# Luminette Privacy Sheers



## dinosaur1 (Nov 22, 2009)

Would these look ok for a sliding glass patio door? 72x80


----------



## BigJim (Sep 2, 2008)

They will look fine but you will hate them going in and out the door.


----------



## dinosaur1 (Nov 22, 2009)

jiju1943 said:


> They will look fine but you will hate them going in and out the door.


Like I have now....what else would work better?


----------



## BigJim (Sep 2, 2008)

After looking online, the ones you suggest look better than what they are showing. Do a google search and click on images and it will bring up tons of examples of what folks use on sliders.


----------



## dinosaur1 (Nov 22, 2009)

TaliDesign said:


> Can you tell me what is the reason for you to block the windows?
> Different reasons has different solutions.


I live next to a busy street and for some privacy. I want sun to filter in like we have now, but also be able to close them completely for privacy.


----------



## Two Knots (Nov 12, 2011)

What you have shown would look fine. It lets in the light and gives
you the privacy you need. If you use curtain rings on the sheers,
you can then easily pull them to one side, to exit the door, and
easily pull them back, after you come into the house. 
Your other opion is to put them on a travis rod that pulls to one side.

Either way it would look nice, I like it better than vertical blinds.


----------



## dinosaur1 (Nov 22, 2009)

Two Knots said:


> What you have shown would look fine. It lets in the light and gives
> you the privacy you need.
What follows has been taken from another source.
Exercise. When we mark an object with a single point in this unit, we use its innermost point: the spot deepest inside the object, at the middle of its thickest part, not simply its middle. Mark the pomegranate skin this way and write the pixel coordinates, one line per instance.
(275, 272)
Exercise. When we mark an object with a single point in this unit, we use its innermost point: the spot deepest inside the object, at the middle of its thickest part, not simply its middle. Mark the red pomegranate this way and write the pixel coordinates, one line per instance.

If you use curtain rings on the sheers,
> you can then easily pull them to one side, to exit the door, and
> easily pull them back, after you come into the house.
> ...


Should I keep what I currently have?


----------



## Two Knots (Nov 12, 2011)

The sheers you have pictured are in front of your existing sliding door?
I thought the verticals were your existing sliding door???


----------



## dinosaur1 (Nov 22, 2009)

Two Knots said:


> The sheers you have pictured are in front of your existing sliding door?
> I thought the verticals were your existing sliding door???


The picture on the left is what I currently have.


----------



## Two Knots (Nov 12, 2011)

the first pic, with the sheers and brown drapes?
if yes, then keep them.


----------



## dinosaur1 (Nov 22, 2009)

Two Knots said:


> the first pic, with the sheers and brown drapes?
> if yes, then keep them.


Yes they're green actually.


----------